Senate Republicans, in danger of losing perhaps two to four Senate seats next year, have been openly hoping that the senator would drop out of the running. Kentucky Secretary of State Trey Grayson, 37, has been seen as the GOP front-runner if Mr. Bunning did not run.

Democrats still see the now-open seat as a prime pickup opportunity, but Sen. John Cornyn, chairman of the National Republican Senatorial Committee, said Kentucky Democrats face a “divisive primary” of their own to pick a candidate and the Republican Party is “well-positioned to keep this seat in the Republican column.”

With his job approval ratings falling to about 40 percent and many pundits predicting his defeat, Mr. Bunning was able to raise just $263,000 in the first quarter and $302,000 in the second quarter, finishing June with $596,000 in cash on hand.
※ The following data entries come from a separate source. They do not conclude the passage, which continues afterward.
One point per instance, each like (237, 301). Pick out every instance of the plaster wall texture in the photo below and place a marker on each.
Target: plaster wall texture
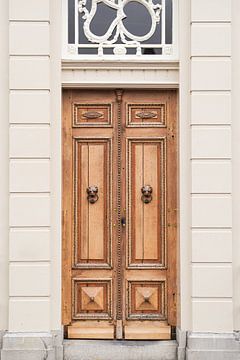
(35, 167)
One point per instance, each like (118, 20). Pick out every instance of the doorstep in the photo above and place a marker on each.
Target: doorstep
(119, 350)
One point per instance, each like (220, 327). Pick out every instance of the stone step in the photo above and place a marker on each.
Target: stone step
(119, 350)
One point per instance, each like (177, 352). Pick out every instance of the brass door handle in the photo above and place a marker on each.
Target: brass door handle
(92, 192)
(123, 222)
(146, 194)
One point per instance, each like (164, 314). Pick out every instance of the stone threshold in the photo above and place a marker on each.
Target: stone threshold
(119, 350)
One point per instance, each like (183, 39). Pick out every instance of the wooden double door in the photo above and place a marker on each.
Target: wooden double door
(119, 213)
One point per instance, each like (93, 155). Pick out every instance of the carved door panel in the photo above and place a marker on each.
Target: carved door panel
(119, 214)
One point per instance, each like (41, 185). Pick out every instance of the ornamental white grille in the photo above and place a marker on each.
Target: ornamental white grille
(119, 28)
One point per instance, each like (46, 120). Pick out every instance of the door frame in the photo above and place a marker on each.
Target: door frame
(178, 167)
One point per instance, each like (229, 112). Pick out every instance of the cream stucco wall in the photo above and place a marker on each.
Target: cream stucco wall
(207, 96)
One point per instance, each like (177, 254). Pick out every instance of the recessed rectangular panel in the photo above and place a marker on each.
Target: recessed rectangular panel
(92, 168)
(98, 115)
(146, 202)
(146, 115)
(92, 299)
(146, 300)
Senate Minority Leader Mitch McConnell, Kentucky Republican, has made it clear in a number of barbed remarks that he hoped his colleague would retire.

But Mr. McConnell also praised Mr. Bunning after his decision.

“His steadfast focus on serving the people of the commonwealth has been as unwavering as his conservative ideals,” Mr. McConnell said in a statement.

Mr. Bunning first won the seat in a squeaker in 1998 with 50 percent of the vote, and survived an equally tough campaign in 2004 with 51 percent.

Stuart Rothenberg, publisher of the influential Rothenberg Political Report, said in his newsletter Monday that Kentucky Democrats would likely nominate either Kentucky Lt. Gov. Dan Mongiardo - who narrowly lost to Mr. Bunning in 2004 - or state Attorney General Jack Conway, either of whom “would be formidable.”

Overall, though, Mr. Rothenberg said that while the Democrats “still have more opportunities than does the GOP” in 2010, “the public’s growing nervousness about the economy and the deficit could develop into a problem for Democratic candidates next year, particularly in open seats such as Missouri and Ohio.”

“At this point, Republican open seats still give Democrats more to shoot at, and Democratic gains in the order of two to four seats certainly seem reasonable. But the tide may be shifting slightly away from the Democrats,” he said.